Here is what Marc Flashberg – the “other” half of the Marc Allison Jeans – explains about the importance of having a denim wash done right:
” When I begin a conversation on what makes a premium jean invariably I begin with fabric.
But there is so much more that goes into manufacturing a quality denim. After fabric wash is key. Unless one has been to a wash house it is difficult to comprehend why washing a garment is so expensive. The amount of labor that goes into washing one pair of jeans is intensive. When one sees sanding on a jean it is done by hand. The process of making holes is also done by an individual. It is a long arduous process, and when the wash house is producing 10,000 jeans for a department store they better look almost exact or they are coming back. If one cuts corners to save money in washing it can adversely affect the appearance of the jean.
Lets go back to fabric for a minute. Most traditional denim is a three by one twill, see below.
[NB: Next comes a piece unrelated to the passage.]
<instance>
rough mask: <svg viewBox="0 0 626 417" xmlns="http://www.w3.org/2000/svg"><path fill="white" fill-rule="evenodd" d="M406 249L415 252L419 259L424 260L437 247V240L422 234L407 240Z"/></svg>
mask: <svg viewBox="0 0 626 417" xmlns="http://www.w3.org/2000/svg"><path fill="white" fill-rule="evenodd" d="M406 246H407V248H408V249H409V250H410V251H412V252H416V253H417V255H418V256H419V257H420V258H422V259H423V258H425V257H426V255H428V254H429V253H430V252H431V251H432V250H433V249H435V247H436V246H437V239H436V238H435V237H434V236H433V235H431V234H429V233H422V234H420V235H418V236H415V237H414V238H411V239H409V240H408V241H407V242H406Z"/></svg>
To get a little technical, the length yarns (warp) are dyed indigo, and the width yarns (weft) are left natural.
This is a picture of the back of a fabric. Notice the bottom row, the white (width) there are three yarns up and one under which gives us a 3X1 twill. So on the body side of ones jean it will be predominately white, but if you look at the front of the jean the majority of the color, indigo, will be seen. This is called yarn dying. Each individual yarn is dyed before the fabric is made. The alternative is piece dying. This is when there are only natural yarns in a fabric, both warp and weft. This is a less expensive way to manufacture fabric. The fabric can then be dyed into a color in fabric form, or made into a garment and then dyed into a color. This process is called garment dying.
Which brings us to Marc Allison Jeans; most manufactures, including premium jean manufactures will garment dye jeans. It is cost affective. The jean company can produce thousands of jeans, and keep them in natural. The sales staff can show a multitude of colors to the retailers, and based on the orders the company can dye the natural garment into the colors sold with out worry of inventory. Though this is good for the company, in my opinion it is not ideal for the consumer.
When jeans are garment dyed the color looks flat, and boring. There is no character to the jean.
I prefer a technique we use, and though it is very expensive, it gives life to a Marc Allison Jean. First the indigo is dyed on the yarn (dye #1). In the final process of dying we add a sulfur black on top of the indigo (dye #2). We then manufacture a dark denim jean. The garment is brought to the wash house, and a percentage of that beautiful indigo is bleached down to give a blotchy look to the wash. This is followed by dying a color (browns, burgundies, greens, etc) on the garment (dye #3). The end result is a beautiful three dimensional look to a garment. As mentioned before most premium jean companies won’t use this process due to cost. At Marc Allison Jeans cost is never a factor.”